What You'll Do:
Drive Adoption Across the Organization
- Coordinate cross-functional AI initiatives
- Assist in identifying high-value AI opportunities across business units, prioritize by feasibility, business impact, and speed to value
- Serve as the internal point of contact for AI tool rollout, feedback, and iteration
- Track whether deployed solutions are actually being used. Measure outcomes and improve what isn't working
- Help organize knowledge-sharing sessions and documentation to promote practical use across the organization.
Implement & Iterate on AI Solutions
- Work directly with vendors and internal teams to configure, test, and tune AI tools for specific use cases
- Support the development lightweight automations and AI workflows that business teams can operate independently
- Work closely with the Security and Governance team to remove blockers and ensure the safe use of AI tools.
Stay on the Frontier
- Continuously evaluate new AI tools, models, and platforms — synthesize what's actually relevant for the business
- Maintain fluency in model capabilities and limitations so you can make smart build-vs-configure-vs-buy calls
- Share signal, not noise: translate external AI developments into concrete internal recommendations
What You'll Need:
- At least 1-2 years of experience in Product Management, Project Management, or Software Engineering.

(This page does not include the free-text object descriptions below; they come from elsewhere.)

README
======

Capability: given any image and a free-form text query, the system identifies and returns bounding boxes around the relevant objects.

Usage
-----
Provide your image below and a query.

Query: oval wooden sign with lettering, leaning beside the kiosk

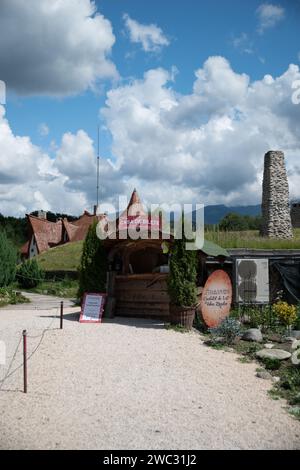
[201,269,232,328]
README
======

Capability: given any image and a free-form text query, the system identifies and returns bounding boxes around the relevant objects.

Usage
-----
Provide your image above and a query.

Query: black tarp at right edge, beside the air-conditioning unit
[271,261,300,303]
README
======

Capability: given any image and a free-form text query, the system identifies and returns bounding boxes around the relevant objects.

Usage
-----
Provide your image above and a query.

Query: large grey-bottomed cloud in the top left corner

- A track record of operationalizing new technologies within a business and measuring their impact on organizational efficiency.

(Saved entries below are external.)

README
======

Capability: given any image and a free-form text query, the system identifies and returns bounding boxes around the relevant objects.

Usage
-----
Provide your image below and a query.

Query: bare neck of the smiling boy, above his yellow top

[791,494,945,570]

- Strong business intuition. You can map a messy process, spot the friction, and figure out where AI creates real leverage
- Heavy, habitual AI user. You try every notable tool on release and have a formed opinion on each one.
- Can write, debug, and iterate on prompts for real-world tasks.
Hands-on with workflow automation tools (n8n, Make), agentic AI tools (ChatGPT Agent, Claude Cowork, Manus) and coding assistants (Cursor, Claude Code, Antigravity)
It'd Be Great if You Have:
- A background in computer science and/or process improvement.
- Exposure to enterprise AI deployment — API integrations, RAG pipelines, or LLM evaluation approaches.
- Experience building internal productivity tools or leading digital transformation initiatives.
- Familiarity with change management principles.